Spell Correction using N-Gram Modeling and Zero Shot Learning
DOI:
https://doi.org/10.3126/injet.v3i2.95781Keywords:
Natural Language Processing, N-Gram Model, Zero-Shot Contextual Inference, Spell Correction, LLaMAAbstract
This paper presents an integrated spell-correction system that combines n-gram language modeling with zero-shot contextual inference using a pretrained LLaMA-2 7B model. The n-gram component efficiently generates correction candidates from local word-sequence statistics, while the zero-shot stage re-ranks those candidates by evaluating contextual and semantic plausibility without task-specific fine-tuning.
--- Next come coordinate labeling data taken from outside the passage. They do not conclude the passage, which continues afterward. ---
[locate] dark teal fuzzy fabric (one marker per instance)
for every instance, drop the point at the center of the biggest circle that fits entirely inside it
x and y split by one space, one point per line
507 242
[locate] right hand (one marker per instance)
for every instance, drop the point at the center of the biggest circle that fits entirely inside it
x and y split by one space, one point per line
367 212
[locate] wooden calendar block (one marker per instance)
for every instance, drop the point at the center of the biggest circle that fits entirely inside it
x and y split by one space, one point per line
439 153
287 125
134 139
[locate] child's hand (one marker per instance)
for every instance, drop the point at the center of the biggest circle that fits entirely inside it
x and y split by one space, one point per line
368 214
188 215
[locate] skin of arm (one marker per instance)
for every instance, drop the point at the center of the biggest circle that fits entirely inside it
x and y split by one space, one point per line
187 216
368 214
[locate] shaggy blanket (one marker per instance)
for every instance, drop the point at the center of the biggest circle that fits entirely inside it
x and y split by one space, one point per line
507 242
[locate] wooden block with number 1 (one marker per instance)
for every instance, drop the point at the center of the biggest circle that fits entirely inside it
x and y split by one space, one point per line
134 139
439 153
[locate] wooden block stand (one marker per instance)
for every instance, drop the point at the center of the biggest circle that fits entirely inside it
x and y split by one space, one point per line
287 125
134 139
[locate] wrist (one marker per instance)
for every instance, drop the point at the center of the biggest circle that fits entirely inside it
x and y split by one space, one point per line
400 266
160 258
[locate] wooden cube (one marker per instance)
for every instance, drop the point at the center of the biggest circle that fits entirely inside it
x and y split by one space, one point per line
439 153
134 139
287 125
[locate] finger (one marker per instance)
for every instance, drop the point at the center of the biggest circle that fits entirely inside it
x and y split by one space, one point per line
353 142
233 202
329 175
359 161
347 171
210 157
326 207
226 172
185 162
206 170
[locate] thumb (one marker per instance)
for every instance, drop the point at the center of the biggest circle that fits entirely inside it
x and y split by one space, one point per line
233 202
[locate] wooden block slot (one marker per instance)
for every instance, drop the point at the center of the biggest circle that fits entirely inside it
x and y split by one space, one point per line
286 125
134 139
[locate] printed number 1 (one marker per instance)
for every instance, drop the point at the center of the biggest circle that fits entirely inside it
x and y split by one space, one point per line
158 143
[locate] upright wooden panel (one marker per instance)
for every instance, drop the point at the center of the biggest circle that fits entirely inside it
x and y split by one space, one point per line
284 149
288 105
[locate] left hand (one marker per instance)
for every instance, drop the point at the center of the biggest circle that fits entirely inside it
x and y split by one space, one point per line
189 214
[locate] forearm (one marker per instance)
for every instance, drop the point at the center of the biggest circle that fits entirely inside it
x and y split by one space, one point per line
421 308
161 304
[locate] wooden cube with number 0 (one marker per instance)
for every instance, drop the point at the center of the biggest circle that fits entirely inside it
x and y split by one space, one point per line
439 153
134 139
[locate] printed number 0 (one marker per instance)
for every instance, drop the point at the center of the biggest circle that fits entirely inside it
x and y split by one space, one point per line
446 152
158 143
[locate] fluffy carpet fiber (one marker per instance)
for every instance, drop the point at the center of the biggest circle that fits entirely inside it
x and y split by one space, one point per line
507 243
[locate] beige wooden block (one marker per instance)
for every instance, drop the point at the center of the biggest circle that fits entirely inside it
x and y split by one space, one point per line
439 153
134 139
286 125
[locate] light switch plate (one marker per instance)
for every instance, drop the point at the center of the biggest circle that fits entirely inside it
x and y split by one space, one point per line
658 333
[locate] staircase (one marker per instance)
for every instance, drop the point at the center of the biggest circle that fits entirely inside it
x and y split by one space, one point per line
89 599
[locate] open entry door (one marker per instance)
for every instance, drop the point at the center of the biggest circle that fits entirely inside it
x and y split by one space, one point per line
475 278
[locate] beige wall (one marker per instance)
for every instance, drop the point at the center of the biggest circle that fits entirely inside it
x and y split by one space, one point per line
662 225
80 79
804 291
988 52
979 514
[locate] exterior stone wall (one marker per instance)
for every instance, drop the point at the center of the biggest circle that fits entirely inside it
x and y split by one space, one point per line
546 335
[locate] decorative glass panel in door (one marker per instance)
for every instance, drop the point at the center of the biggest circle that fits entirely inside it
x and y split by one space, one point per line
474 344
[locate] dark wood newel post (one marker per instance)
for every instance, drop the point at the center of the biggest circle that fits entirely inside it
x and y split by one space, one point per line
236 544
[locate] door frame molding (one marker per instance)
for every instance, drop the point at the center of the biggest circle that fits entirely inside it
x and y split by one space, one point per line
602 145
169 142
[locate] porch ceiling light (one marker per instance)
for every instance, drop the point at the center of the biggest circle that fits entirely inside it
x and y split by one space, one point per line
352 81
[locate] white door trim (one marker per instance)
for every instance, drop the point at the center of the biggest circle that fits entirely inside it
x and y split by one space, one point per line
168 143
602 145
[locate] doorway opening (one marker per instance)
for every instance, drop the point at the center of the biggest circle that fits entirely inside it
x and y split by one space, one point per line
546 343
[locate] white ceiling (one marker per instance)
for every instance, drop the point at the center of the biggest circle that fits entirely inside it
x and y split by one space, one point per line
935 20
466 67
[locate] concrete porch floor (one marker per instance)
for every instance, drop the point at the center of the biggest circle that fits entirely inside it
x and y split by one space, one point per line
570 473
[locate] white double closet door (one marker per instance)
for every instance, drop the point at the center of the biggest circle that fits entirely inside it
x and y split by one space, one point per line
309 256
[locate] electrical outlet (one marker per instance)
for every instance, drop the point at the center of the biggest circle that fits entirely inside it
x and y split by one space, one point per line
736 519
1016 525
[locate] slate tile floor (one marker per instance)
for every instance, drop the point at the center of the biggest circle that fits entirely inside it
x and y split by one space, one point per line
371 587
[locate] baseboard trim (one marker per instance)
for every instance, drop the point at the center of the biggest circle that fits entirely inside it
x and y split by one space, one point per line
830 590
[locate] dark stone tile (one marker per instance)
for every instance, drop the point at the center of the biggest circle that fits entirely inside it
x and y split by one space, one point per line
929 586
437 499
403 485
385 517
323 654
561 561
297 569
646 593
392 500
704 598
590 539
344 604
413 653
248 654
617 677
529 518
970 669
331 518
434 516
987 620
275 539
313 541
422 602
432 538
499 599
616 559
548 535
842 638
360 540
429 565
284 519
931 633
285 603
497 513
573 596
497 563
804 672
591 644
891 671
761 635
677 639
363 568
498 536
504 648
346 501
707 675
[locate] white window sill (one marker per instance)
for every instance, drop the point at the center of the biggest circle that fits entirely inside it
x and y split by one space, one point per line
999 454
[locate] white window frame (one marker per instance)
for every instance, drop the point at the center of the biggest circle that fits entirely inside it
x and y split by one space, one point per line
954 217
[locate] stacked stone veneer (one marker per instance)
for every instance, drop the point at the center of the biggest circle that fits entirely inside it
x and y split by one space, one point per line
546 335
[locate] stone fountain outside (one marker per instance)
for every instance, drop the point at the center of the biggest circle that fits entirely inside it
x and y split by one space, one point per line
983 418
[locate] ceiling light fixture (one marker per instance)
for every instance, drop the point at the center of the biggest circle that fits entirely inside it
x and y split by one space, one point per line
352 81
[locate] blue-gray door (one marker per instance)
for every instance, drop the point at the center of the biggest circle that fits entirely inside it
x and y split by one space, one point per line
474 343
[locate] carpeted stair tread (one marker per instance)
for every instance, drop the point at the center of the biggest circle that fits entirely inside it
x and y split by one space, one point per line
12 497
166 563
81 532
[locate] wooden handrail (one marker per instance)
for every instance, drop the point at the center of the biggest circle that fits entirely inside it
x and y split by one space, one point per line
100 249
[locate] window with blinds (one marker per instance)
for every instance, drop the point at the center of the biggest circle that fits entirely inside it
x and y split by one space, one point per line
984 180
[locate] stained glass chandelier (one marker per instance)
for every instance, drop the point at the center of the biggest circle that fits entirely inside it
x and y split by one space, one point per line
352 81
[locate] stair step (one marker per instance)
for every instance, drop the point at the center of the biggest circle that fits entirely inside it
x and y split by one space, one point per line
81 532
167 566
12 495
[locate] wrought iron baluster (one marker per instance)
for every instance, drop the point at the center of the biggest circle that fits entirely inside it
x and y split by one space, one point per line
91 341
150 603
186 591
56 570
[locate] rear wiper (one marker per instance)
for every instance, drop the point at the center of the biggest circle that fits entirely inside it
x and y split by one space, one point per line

The system is evaluated on two established benchmarks—BEA-60K and JFLEG—and compared against Hunspell, pyspellchecker, a standalone n-gram baseline, a standalone LLaMA-2 baseline, and the NeuSpell (BERT) toolkit. On BEA-60K, the integrated model achieves an F₁-score of 90.7%, improving over the n-gram-only baseline (59.6%) and the standalone LLaMA-2 model (80.9%). On JFLEG, the system obtains a GLEU score of 58.6, outperforming all individual baselines. An error analysis shows that the integrated model handles non-word errors with 94.1% accuracy and real-word context-sensitive errors with 85.9% accuracy. These results demonstrate that hybrid statistical–neural architectures can deliver strong correction performance while preserving the efficiency of the n-gram front end.